LOCKSTEP TRACEABILITY MATRIX --- api_endpoints: ["GET /auth/mesh/forensics", "GET /v1/mesh/forensics"] sdk_methods_updated: ["none — internal store fix, route surface unchanged"] mcp_tools_updated: ["security.getForensicSnapshots (call path unchanged)"] ---

What We Built

Fixed ForensicSnapshotStore.listForTenant so it unwraps the pg.QueryResult shape returned by drizzle's tx.execute(). Every dashboard load of the EVIDENCE → Forensic Snapshots panel was 500'ing with TypeError: (intermediate value).map is not a function. The function was treating the QueryResult wrapper ({ rows, rowCount, command, oid, fields }) as if it were the rows array itself.

Why It Matters

This panel is the operator's "Proof of Death" view — the immutable record of what an agent was doing the moment the anomaly engine terminated it. With the panel returning 500, that audit surface was effectively offline: no security operator could see kill events through the dashboard at all.

How It Works

drizzle-orm/node-postgres tx.execute(sql) resolves to a raw pg.QueryResult, not the rows array.
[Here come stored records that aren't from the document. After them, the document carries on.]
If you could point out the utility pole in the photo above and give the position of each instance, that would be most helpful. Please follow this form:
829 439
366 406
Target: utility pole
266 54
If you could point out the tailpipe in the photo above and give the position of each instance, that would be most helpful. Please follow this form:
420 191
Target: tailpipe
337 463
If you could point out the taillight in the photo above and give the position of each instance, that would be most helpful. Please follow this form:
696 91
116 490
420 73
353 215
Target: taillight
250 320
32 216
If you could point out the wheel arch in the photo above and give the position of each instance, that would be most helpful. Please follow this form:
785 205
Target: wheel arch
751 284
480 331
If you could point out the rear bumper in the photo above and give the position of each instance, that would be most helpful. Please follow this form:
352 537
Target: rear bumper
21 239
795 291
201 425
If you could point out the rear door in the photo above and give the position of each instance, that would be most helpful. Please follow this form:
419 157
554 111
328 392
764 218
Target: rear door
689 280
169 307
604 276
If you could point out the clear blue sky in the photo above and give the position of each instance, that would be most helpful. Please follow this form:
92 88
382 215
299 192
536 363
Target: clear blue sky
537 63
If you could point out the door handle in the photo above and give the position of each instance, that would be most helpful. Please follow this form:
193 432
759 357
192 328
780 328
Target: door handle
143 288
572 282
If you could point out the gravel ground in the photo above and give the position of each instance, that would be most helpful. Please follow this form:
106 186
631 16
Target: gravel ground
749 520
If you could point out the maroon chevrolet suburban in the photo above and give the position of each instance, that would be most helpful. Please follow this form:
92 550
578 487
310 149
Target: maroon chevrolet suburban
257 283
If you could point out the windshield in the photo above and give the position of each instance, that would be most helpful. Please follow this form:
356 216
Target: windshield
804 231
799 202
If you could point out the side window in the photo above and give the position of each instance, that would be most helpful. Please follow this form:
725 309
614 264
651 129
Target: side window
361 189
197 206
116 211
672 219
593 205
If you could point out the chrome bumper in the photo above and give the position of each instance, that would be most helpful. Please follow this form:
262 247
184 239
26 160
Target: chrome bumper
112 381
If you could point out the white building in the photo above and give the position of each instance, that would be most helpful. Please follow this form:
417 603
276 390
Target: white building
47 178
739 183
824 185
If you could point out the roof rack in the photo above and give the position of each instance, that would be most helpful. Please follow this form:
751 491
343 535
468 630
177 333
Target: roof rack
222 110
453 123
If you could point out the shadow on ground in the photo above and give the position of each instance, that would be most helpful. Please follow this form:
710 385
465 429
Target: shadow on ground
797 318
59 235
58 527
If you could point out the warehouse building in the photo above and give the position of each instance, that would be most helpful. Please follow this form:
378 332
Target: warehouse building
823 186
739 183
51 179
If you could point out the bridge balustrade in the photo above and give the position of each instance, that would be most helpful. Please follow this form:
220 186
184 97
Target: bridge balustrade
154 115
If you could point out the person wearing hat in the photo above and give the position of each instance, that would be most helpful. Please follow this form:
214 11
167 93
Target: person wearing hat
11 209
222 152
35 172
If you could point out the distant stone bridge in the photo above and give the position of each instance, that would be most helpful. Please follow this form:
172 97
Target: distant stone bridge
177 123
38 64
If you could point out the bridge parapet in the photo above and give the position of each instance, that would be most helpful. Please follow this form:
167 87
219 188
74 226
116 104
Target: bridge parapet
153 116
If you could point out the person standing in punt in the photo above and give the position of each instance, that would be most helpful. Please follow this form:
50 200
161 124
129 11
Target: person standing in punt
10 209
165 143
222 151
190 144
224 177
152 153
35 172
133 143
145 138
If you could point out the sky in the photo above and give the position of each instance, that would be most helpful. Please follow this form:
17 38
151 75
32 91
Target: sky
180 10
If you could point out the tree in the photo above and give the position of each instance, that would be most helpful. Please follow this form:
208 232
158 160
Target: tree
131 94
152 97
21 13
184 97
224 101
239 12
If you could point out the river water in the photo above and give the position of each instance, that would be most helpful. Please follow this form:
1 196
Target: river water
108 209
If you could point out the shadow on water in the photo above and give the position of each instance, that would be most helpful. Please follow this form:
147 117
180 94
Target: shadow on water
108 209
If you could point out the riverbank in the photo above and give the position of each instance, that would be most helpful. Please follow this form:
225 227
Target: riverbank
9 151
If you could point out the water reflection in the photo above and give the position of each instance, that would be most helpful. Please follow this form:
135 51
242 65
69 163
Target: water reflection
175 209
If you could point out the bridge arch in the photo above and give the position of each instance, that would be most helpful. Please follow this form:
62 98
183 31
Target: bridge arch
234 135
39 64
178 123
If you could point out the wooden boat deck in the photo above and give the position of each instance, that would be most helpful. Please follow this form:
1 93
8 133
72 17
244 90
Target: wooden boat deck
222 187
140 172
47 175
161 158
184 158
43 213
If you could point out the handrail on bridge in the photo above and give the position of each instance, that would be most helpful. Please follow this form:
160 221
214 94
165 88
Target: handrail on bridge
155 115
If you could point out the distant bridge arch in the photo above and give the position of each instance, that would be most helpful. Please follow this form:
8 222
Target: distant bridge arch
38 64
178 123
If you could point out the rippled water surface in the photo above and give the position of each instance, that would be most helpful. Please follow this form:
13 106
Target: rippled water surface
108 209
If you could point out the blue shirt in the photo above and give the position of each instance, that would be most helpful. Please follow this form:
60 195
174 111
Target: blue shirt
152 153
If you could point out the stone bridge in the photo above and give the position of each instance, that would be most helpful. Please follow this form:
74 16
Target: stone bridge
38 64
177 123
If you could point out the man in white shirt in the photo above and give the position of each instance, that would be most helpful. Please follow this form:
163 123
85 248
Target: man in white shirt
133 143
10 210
The codebase's other tx.execute callsites (src/db/stores/memory-store.ts, src/infra/jobs/content-cleanup.ts) all access .rows on the result. forensic-store.ts was the outlier — when the DISTINCT-ON refactor switched the query from tx.select() (which returns an array) to tx.execute() (which returns a wrapper), the existing cast rows as unknown as Array<...> slipped through type-checking but blew up at runtime.

// before
const rows = await withTenant(...);
const rawRows = rows as unknown as Array<Record<string, unknown>>;
rawRows.map(...) // TypeError

// after
const result = await withTenant(...);
const rawRows = ((result as { rows?: unknown }).rows ?? []) as Array<Record<string, unknown>>;
rawRows.map(...)

Added three regression tests with a stub db that mimics the real pg.QueryResult shape — these would have caught the bug before deploy.

The Numbers

100% of /auth/mesh/forensics calls were 500'ing pre-fix (verified via CW Logs filter pattern=forensics over a 30-min window)
Failure latency: 8ms (synchronous TypeError, not a hung query)
Tests added: 3 (rows-array unwrapping, empty result, post-DISTINCT-ON re-sort)

Lockstep Checklist

[x] API Routes: No route surface change — internal store fix.
[x] TS SDK: No SDK surface change.
[x] Python SDK: No SDK surface change.
[x] MCP Schemas: No tool surface change (security.getForensicSnapshots call path unchanged).
[x] Master Record: No capability change.